But don’t get me wrong— it’s no fun to be marginalized and impoverished. If the rich and powerful would be so kind as to share some of their resources and inclusion in decision-making, we’ll be more than happy to teach them how to laugh and play music. And though it’s bold for me as a privileged white guy to say “we,” I identify with being on the edges of the money-power game and close to the center of the music-fun one.

Meanwhile, after converting myself over to “one thing” as the golden road to musical success (see a few blogs back), these musicians showed me the high road of the Orff ideal of “everyone plays everything.” Because they did! The sax guy played flute, guitar and pandeiro and each one expertly, the surdo player flipped back and forth between agogo and tamborim, the ukulele player picked up every percussion instrument in the house at some point— and everyone sang. Everyone. And some twenty songs moving seamlessly with changes in keys and tempos without ever stopping the flow, all without a single sheet of notated music. I’m sure they would have danced as well, but seated in chairs, the dancing was inside them. And that circle formation! Orff class all the way!

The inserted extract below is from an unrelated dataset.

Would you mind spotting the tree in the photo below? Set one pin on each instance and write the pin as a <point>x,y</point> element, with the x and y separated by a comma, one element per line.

Meanwhile, the folks in the club got up danced as the spirit moved and the waiter was particularly remarkable, effortlessly and graceful doing some rapid-fire fancy footwork while every part of his upper body articulated another quality of the rhythm. Fred Astaire would have worked hard to keep up.

In the past two nights, I’ve had the pleasure to witness samba, maracatu, choro, jazz and a host of Afro-Brazilian styles in all sorts of setting, all soaring over a high bar of musical virtuosity and intensity with a wholly participatory and educated-in-the-styles audience. Rio is knocking my socks off as one of the more musical cities on the planet.

And yet still, all the local teachers lament the poor state of music education in the schools, some lingering Puritan resistance to songs from the African-diaspora and kids growing up with random exposure to the vibrant music of their culture rather than consciously cultivated and equalitarian exposure. Lots to celebrate, lots of work yet to do.

But at least we get to do it with alegria!